Humidifiers have a variety of different designs. There are small stand-alone units intended for a single room. Larger units are designed for permanent installation as a component of a central heating system. These add moisture to the stream of heated air passing through the furnace duct to the occupied space. The latter type of humidifier will be referred to as an "in-duct" humidifier hereafter. The humidifier whose description follows is an improvement to one common type of in-duct humidifier.
There are a number of different designs for in-duct humidifiers. The kind which is involved here has an air-permeable pad, typically made from a number of similarly sized layers of thin expanded aluminum sheet stacked to a thickness of perhaps 1.5 in. (3.8 cm.). The layers of aluminum sheet are bonded to each other so as to create a pad structure having a rectangular box-like shape. The pad is placed in or near the furnace duct so that air warmed by the furnace can flow through it. Water is allowed to drip onto the top surface of the pad at a rate which keeps the pad moist from top to bottom. The warm air passing through the pad evaporates water in the pad, adding humidity to the air.
The water drips onto the pad from what is called a water distribution tray, or simply a tray. The tray extends along the top surface of the pad and has a reservoir for holding a small amount of water. Water is fed to the tray from the building water supply, and flow is controlled by a solenoid valve. The tray has holes spaced along its bottom through which water flowing into the tray falls onto the top of the pad. By properly selecting the rate at which water is added to the tray, the pad can be kept moist from top to bottom. The pad, the tray, and a housing supporting them in the proper spatial relationship comprise the most important elements of an in-duct humidifier. It is important for efficient operation that the tray evenly distribute water across the entire width of the pad.
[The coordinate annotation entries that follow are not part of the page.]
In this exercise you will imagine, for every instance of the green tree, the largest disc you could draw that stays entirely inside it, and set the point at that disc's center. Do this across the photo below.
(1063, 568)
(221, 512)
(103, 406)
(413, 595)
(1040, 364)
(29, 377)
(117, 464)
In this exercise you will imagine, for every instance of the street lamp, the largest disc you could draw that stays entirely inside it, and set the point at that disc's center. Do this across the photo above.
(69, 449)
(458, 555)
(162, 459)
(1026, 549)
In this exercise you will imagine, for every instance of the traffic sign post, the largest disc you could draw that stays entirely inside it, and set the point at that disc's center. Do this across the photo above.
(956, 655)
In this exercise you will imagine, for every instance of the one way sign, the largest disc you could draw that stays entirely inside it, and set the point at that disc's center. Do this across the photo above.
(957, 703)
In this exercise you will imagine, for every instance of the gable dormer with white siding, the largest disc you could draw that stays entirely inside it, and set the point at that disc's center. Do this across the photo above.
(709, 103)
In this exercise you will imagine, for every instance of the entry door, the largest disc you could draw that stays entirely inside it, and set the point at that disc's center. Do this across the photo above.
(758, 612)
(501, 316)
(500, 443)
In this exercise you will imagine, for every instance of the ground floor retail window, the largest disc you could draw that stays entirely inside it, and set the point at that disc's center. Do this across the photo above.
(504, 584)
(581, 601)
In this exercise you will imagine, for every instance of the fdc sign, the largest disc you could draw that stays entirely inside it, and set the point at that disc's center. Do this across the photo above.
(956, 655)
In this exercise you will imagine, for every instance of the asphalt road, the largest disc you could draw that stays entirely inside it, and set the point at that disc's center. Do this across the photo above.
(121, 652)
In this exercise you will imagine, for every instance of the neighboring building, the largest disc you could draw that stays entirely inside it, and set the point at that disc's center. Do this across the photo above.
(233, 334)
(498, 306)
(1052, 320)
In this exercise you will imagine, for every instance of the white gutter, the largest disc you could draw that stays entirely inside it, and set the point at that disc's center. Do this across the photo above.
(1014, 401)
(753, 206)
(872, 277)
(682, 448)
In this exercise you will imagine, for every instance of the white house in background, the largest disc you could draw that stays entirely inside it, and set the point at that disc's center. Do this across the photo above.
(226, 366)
There are water distribution trays now known which have a number of holes distributed along the length of the tray and use individual ducts or channels each for conducting water to each hole. The idea apparently is that using individual channels to conduct water to the holes allows each hole to receive a full measure of the water, thereby assuring that the pad is evenly and fully soaked throughout. These designs do not always fully realize these goals and indeed may sometimes also cause further problems. For example, problems may arise that still prevent complete and uniform saturation of the pad. This may happen if the tray is not perfectly level, preventing an adequate amount of water to flow to all parts of the pad's top surface.
I have found that it is also important for all of the water in the tray to promptly drain onto the pad when water flow stops. This eliminates undrained pools of water which will continue to dry, depositing the minerals dissolved in this pooled water on the tray surfaces. Over time, these mineral deposits can build up to a level which interferes with the operation of the tray itself. The use of a number of individual channels to supply water to individual holes tends to exacerbate this problem.